Archaeologists in Monmouth have discovered the remains of an ancient wooden building that dates back 5,000 years.
The wooden remains found under the new Rockfield estate were once part of a crannog, an ancient fortified dwelling built into a lake, and they date back to around the year 3,000BC.
Monmouth archaeologist Stephen Clarke is the author of 'The Lost Lake,' which describes the discovery of a huge post-glacial lake which covered most of this area 10,000 years ago. Mr Clarke has revealed that this latest discovery predates the only other known crannog in England and Wales by 2,000 years.
The timber, which was skilfully worked with a stone axe, was unearthed during the digging of house foundations at Jordan Way by Martin Tuck of the Glamorgan-Gwent Archaeological Trust in 2003 while the group were overseeing the construction of the new Rockfield Estate.
The timber was preserved beneath the clay and peat of a lagoon which formed when the lake drained some 2,000 years ago and was recently given to Monmouth Archaeological Society whose professional wing – Monmouth Archaeology – is to watch over the construction of 450 new houses for Barratt Homes along Wonastow Road. That development is all on the site of the prehistoric lake.
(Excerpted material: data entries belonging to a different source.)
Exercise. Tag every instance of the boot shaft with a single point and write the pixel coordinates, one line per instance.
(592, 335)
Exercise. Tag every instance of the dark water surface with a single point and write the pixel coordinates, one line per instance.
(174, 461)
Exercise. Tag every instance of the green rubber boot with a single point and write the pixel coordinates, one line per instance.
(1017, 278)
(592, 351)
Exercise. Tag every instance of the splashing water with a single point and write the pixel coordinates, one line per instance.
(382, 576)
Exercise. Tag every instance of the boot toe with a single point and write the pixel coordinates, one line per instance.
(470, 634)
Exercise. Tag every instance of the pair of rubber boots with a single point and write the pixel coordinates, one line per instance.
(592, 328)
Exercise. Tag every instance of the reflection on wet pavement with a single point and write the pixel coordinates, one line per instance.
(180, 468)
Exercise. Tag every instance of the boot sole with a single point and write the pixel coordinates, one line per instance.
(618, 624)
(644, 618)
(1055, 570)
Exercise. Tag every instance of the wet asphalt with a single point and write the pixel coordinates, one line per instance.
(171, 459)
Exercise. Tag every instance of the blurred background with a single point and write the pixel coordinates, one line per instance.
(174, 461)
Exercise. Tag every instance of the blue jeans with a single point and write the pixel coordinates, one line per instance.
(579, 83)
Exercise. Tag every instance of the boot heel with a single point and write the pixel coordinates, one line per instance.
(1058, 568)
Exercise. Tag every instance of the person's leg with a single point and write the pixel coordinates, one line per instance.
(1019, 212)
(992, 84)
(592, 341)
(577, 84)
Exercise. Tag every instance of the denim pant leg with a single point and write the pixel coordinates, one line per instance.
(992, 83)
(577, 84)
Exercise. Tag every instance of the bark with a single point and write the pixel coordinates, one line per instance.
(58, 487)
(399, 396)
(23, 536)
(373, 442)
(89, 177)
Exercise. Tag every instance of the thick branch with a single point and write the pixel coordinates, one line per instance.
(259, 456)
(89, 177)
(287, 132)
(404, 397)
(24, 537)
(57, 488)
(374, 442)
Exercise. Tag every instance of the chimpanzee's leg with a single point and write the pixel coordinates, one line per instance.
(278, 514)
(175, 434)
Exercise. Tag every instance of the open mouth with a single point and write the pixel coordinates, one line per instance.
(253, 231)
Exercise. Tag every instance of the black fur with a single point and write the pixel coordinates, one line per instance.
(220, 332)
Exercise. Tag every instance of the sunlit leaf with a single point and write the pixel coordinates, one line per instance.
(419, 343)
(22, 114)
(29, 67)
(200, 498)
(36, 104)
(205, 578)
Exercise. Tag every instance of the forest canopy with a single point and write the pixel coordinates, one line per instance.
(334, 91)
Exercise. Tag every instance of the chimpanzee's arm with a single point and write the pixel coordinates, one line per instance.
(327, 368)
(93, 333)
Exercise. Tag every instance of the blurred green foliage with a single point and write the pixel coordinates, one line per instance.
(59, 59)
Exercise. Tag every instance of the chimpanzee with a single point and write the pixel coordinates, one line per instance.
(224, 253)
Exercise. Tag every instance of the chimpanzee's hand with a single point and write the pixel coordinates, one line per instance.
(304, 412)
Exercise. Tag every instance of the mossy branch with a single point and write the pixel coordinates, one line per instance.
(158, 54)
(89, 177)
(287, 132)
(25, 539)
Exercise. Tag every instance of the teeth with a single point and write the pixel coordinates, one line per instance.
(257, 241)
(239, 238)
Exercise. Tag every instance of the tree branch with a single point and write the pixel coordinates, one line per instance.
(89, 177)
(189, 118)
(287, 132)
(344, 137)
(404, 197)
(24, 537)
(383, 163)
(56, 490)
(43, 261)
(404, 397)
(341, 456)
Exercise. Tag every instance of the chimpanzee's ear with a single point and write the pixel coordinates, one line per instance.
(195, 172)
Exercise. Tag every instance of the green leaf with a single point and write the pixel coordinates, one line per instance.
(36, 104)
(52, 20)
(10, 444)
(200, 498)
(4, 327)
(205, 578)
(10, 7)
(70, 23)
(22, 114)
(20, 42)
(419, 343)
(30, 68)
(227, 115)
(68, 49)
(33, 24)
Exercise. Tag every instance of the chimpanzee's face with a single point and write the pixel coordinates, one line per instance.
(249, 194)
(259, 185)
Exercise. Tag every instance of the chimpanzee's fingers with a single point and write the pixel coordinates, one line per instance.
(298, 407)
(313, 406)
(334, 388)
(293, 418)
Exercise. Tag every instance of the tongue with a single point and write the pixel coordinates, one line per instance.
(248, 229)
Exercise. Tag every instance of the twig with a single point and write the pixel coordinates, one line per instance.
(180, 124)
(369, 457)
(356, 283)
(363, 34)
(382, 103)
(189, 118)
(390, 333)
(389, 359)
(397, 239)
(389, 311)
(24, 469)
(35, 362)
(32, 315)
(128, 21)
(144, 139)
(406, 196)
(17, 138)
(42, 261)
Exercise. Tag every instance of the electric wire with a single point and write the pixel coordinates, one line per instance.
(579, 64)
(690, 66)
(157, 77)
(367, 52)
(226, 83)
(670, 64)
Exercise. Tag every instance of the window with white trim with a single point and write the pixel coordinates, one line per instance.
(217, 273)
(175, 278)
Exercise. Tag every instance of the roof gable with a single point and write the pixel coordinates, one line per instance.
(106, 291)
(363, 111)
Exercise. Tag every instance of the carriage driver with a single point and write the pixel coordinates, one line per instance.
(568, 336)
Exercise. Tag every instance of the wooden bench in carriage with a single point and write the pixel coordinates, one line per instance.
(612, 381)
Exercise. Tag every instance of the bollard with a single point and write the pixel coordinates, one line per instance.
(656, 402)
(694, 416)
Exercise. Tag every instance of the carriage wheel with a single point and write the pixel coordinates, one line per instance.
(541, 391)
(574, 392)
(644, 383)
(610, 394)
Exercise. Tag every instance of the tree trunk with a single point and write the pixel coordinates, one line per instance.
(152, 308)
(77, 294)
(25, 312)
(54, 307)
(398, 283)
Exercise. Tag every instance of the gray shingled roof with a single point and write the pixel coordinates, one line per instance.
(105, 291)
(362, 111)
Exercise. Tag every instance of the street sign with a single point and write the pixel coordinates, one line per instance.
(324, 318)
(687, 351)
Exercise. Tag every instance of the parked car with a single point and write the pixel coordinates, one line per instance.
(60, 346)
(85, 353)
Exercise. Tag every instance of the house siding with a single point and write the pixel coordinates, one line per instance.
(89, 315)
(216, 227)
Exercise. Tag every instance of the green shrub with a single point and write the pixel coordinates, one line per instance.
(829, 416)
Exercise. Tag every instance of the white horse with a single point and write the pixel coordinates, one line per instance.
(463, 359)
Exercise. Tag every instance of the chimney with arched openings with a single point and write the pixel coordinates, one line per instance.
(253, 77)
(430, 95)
The timber has been dated back to the New Stone Age (the Neolithic) before the invention of metalworking.
At this time, the Rockfield Estate, like most of Monmouth, was under a post-glacial lake which had formed at the end of the Ice Age, some 11,000 years ago.
The lake is thought to have survived until the 1st Millennium BC, probably not long before the Romans arrived; it has been partly explored by Monmouth archaeologists over several years at the Parc Glyndwr housing estate off Rockfield Road and earlier in upper Monnow Street and St James' Street.
The Stone Age timber, bearing cut marks left by stone or flint axes, formed the end of an oak post which had been carefully levelled to create a flat surface which would probably have rested on a post pad set in the bottom of the lake.
Archaeologists are excited, not only by the state and date of the timber, but also because the remains were so far out from the shore of the lake that the post has to be part of a crannog building set on poles.
Crannogs are defended wooden structures usually found in Ireland and Scotland and date from the Stone Age onwards – the only one known in England and Wales is that at Llangors, near Brecon. They are thought to have been a mark of power and status. The one at Llangors being claimed as a royal residence of the Dark Age King of Brycheiniog.